Change from a letter system to a number/percentage system. The committee says “If, say, only three grades are used, A, A-, and B+, the choice between an A and an A- or an A- and a B+ is of considerable consequence, which is not true if one can use many numbers. The consequences of the unavoidable randomness that occurs in any grading system are less serious with more grading choices.” But that doesn’t solve the perceived problem. The problem isn’t that Yale only has A, A-, and B+ grades – it’s that Yale professors fail to use grades B through F. Changing from letter to number grading doesn’t do anything but lead to a preponderance of Yalies receiving 97s in all of their classes. Am I missing something in this solution?
Suggest distributed grading. This part is hilarious. The report says that distributions may violate some department’s policies and that the committee doesn’t want to impose on professors’ discretion, not to mention the inherent unfairness of grading on a distribution. And yet, it issues “guidelines” to departments that include 4-5% in the 60-69 range and 0-1% in the 59 (fail) range. As a former teacher to middle class youth headed to state school, I’m trying to imagine the outcry if every class of 30 Yale students had 1 or 2 close to failing, and it hurts my brain.
The clear solution, to me, is get rid of grading. Presumably, students at Yale are doing plenty of learning and doing plenty of work. The problem is just that they’re all receiving As for it. Rather than fight to maintain an ineffective grading system and hand out a few token Cs to verify the fairness, why not do away with it? The listed bad effects of grade inflation – cheapening of the grade, more difficult to interpret grades, etc. – all vanish with the grading system. If nobody is getting a worthless letter or number on their transcript, nobody will care what it’s supposed to mean. If you hire competent staff and foster a strong learning environment, you can be sure most of your students are “passing” – then just let the teachers teach and let the students work.

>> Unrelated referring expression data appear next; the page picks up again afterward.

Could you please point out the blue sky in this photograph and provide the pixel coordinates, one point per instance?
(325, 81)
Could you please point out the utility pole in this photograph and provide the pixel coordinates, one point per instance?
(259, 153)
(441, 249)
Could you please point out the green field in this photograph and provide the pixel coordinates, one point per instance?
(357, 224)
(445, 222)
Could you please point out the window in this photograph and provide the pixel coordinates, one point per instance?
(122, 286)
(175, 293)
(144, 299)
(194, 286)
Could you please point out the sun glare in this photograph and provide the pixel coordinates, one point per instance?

This is especially possible at Yale, where the classes are small, manageable, and demanding. Grades are, after all, a mechanism that makes measuring students’ abilities easier to do. But when classes are mostly seminar-sized, a professor that is involved in the class and aware of her surroundings could easily surmise who is struggling and who is succeeding. If she has students that are struggling, she can help them as much as is deemed necessary. Boom, no grades needed. Instead, there’s a system now where professors condense 13 weeks of conversations and one or two research essays into one of five letters. I really don’t see the point. If the grading system is so ineffective that there may as well be no grading, then let’s do it. Abolish the grading system, and we’ll be able to move on like nothing ever happened.